Nestlé CEO Brown attempted to blame Californians for his corporations’ squandering of the dwindling natural resource when he said, “If I stop bottling water tomorrow, people would buy another brand of bottled water, it’s driven by an on-the-go society that needs to hydrate.” This is the same Nestlé corporation whose chairman last year condemned the United Nations for the ridiculously “extremist idea that drinking water is a human right,” and waged a substantial war to nullify the Ontario Ministry of the Environment’s decision that Nestlé would limit the amount of water it took during times of severe drought regardless of whether or not the multi-national conglomerate believes that water belongs to corporations or that no government on Earth dare limit how much water Nestlé steals from Canadians. It is noteworthy that Canada was not facing near the level of “historic” or “severe” drought as California and was not watching its land mass sink over a foot a year, but it did have the foresight and courage to place prohibitions on the amount of water a profit-driven international corporation could steal from the people.

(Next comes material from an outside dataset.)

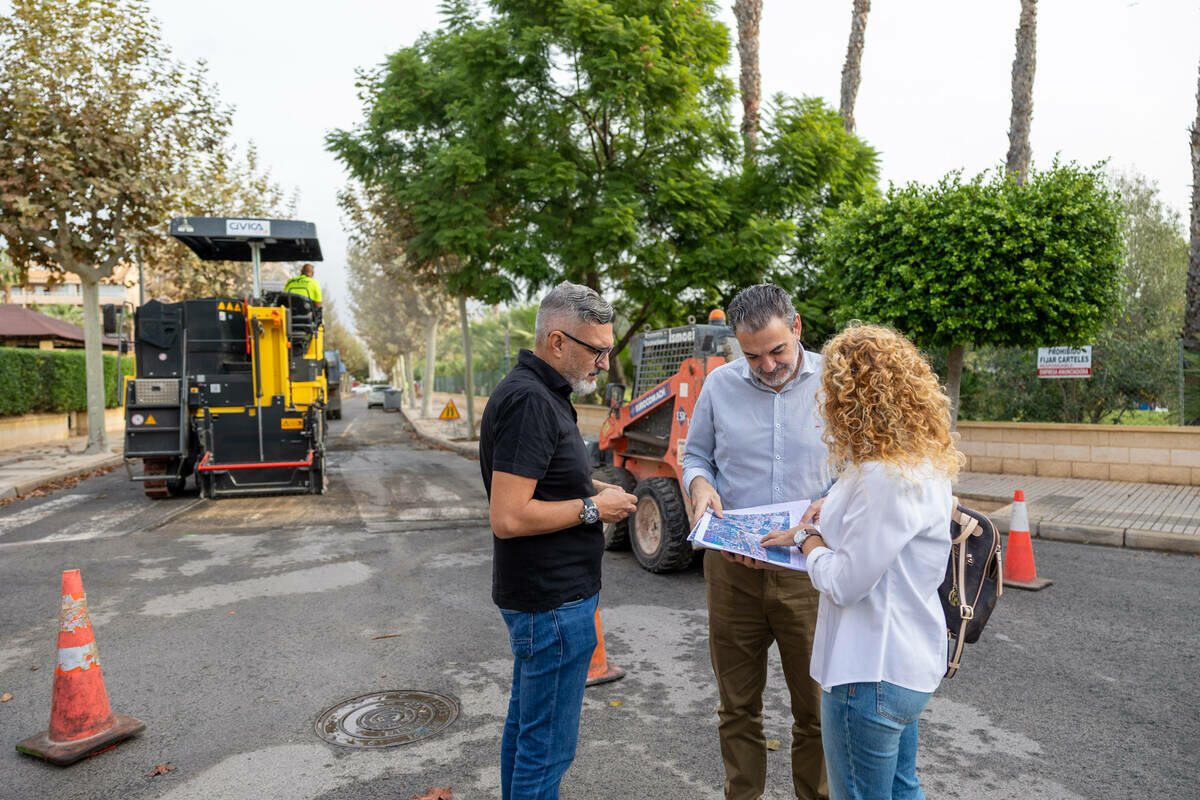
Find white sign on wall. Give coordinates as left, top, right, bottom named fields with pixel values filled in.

It is high time California end Nestlé and the petroleum industry’s devastating practice of stealing and profiting from Californians’ water. Yesterday the state did step in and level restrictions on the agriculture industry, and if they can regulate an industry that feeds the nation and sustains the state economy, there is no reason why giant corporations such as Nestlé and big oil should escape unscathed. There is no doubt that neither corporate agriculture, the oil industry, or Nestlé will ever be held responsible for the hundreds of billions in damage across California due to sinking land masses, so the least they can do is stop exacerbating California’s severe drought and cease wasting California’s rapidly dwindling underground water supply.

Although some very wet years with very serious precipitation will replenish California’s one-year supply of surface water relatively quickly, geologists admit that once the aquifer is depleted and the ground collapses around it filling in that void, there is no amount of rain that will ever replenish it.  By then Nestlé and the oil industry will have moved on to another state and deplete its water supply and collapse its land as well. Destroying a land and all its resources is what locusts do best, and the oil industry and Nestlé are nothing if not destructive pests that need to be eradicated with extreme prejudice.